The owners must be so concerned that if they release a song-creation tool, they lose control of a property which has such huge potential and which they currently monopolize. The problem is that right now, despite selling however many tracks as DLC, Rock Band is just hinting at its amazing potential. To realize that potential, they need to let the teeming masses start producing content as well.

But MTV can still make money! If they control the community content site, and charge something like $10 a month to download the fan-made songs, they will make a lot of money. I guarantee you I’m not spending $10 a month right now on DLC! But the real difference wouldn't be the spend per customer (though it would probably increase); it's that the number of customers will skyrocket. Indie bands – and even record companies, superstars who own their own distribution rights, etc – could take on the burden of getting their songs converted into Rock Band format instead of Harmonix. Such bands would then encourage all their friends, family and fans to get Rock Band to access their newest tracks.

I'm sure it takes skill to make a song fun to play in Rock Band. Undoubtedly, there would be user-submitted tracks that suck. But by building a community, skilled creators would build a name for themselves, and eventually those folks would get paid by bands like Nine Inch Nails to convert their songs (guaranteeing that the resulting track is fun to play in-game.)

Instead of 3 songs a week, the floodgates would open and we'd have a new medium that’s better than radio or music videos or X for getting songs out to new demographics. And meanwhile, thanks to a monthly subscription with way more participants than they have buying DLC today, MTV collects waayyy more dough than they are today.
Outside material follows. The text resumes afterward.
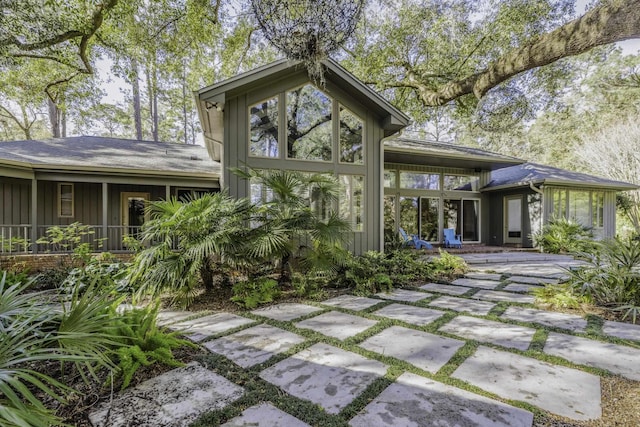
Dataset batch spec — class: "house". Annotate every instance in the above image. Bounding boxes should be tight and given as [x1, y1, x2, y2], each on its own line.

Rock Band Stakeholders: it’s not your fault you haven’t done this yet. It would be a huge and costly undertaking, with all sorts of risk (real and imagined.) But stop thinking of Rock Band like just another record store or radio station. Those distribution channels all work the same way, and I know it’s your bread-and-butter and what put you where you are today. But the infrastructure for what you could be doing wasn’t around even 5 years ago, which means that your marketing courses in school didn’t cover an appropriate business model. It just wasn’t there.
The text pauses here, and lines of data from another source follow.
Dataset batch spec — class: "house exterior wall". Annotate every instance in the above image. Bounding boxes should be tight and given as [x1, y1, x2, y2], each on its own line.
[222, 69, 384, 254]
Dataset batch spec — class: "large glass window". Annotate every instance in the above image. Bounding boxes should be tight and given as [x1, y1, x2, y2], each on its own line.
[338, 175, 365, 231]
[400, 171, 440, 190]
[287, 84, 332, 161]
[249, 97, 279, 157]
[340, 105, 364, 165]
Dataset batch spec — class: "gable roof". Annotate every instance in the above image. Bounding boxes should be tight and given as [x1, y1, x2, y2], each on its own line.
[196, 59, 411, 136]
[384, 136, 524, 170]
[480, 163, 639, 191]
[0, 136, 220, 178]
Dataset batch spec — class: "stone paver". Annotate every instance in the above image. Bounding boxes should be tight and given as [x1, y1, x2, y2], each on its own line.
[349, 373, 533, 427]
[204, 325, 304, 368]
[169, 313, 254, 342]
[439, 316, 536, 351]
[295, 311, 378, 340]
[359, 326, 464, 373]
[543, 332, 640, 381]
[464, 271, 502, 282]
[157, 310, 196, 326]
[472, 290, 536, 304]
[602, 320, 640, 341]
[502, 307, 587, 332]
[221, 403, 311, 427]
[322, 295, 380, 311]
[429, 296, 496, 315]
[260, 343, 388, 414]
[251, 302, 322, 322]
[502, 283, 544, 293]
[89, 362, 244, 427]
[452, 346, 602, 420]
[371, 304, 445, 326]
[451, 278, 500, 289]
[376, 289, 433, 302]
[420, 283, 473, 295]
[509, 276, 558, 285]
So MTV/Harmonix/etc, let me make you a deal: let us take on the burden of content creation for your amazing product, and you just sit back and ride the wave of profits all the way to the bank!

Tuesday, June 10, 2008

Thou Shalt Treat Thine Cardboard Box with Care

The mighty Destructoid had a contest the other day to photoshop (aka shoop) together images from Metal Gear and the Bible.


I couldn't find any inspiring pictures to work with, so I decided instead to write my own 10 Commandments based on some of the funnier quotes from the series. To my surprise, it was included in Rev. Anthony's follow-up article on religious symbolism in the Metal Gear series.
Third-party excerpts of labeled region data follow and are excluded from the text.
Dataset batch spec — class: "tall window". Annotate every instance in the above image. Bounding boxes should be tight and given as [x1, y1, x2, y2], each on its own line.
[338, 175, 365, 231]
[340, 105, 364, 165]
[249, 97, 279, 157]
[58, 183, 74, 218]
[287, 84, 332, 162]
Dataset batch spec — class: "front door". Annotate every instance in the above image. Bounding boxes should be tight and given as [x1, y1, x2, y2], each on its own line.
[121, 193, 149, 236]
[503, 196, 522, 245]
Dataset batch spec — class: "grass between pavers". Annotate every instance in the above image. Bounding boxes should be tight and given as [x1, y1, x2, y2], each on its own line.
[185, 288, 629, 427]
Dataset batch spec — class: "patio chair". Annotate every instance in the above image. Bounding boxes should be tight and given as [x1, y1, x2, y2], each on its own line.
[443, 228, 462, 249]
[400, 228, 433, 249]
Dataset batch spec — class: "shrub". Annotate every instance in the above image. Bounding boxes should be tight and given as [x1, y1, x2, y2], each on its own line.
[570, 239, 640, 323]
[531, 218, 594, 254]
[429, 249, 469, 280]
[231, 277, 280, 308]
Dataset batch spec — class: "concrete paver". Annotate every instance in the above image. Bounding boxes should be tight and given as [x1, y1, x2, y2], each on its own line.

This will probably be a waste of your time unless you really like MGS:




PS: The commandments are all very closely based on actual quotes from the series. And at least on the right-hand stone, I tried to make a few of them echo the original commandments...

Friday, June 6, 2008

Ultra-atheist game is proof of art

Here's a follow-up to my article which examined whether games can be art.

This post on the mighty Destructoid attacks an indie game in which the premise is to cut-off all of the strife caused by religious maniacs by travelling back in time to assassinate Mohammed, Abraham, and the authors of the Bible. The editor, Qais, hadn't made much of an impression on me so far (where's muh Summa and Nex!) but this ignorant post certainly knocks him down to the bottom of the list.

I'm not saying I endorse the fiction of murdering a few guys who (as far as I know) were doing their best to make the world a better place. But to call this concept nothing more than a cry for attention (and much worse) is a reminder of how narrow-minded otherwise intelligent people can be.

My comment in the article's message board (edited to remove a snarky remark that wouldn't work out-of-context):
This is some of the best proof yet that games can be art (provoke an emotional response AND convey a deliberate message.) The author is courageous, not a troll. And the fact that s/he wanted to remain anonymous isn't cowardice - it's a precaution warranted by the sad fact that there are zealous maniacs (of every stripe) in this world. BRAVO!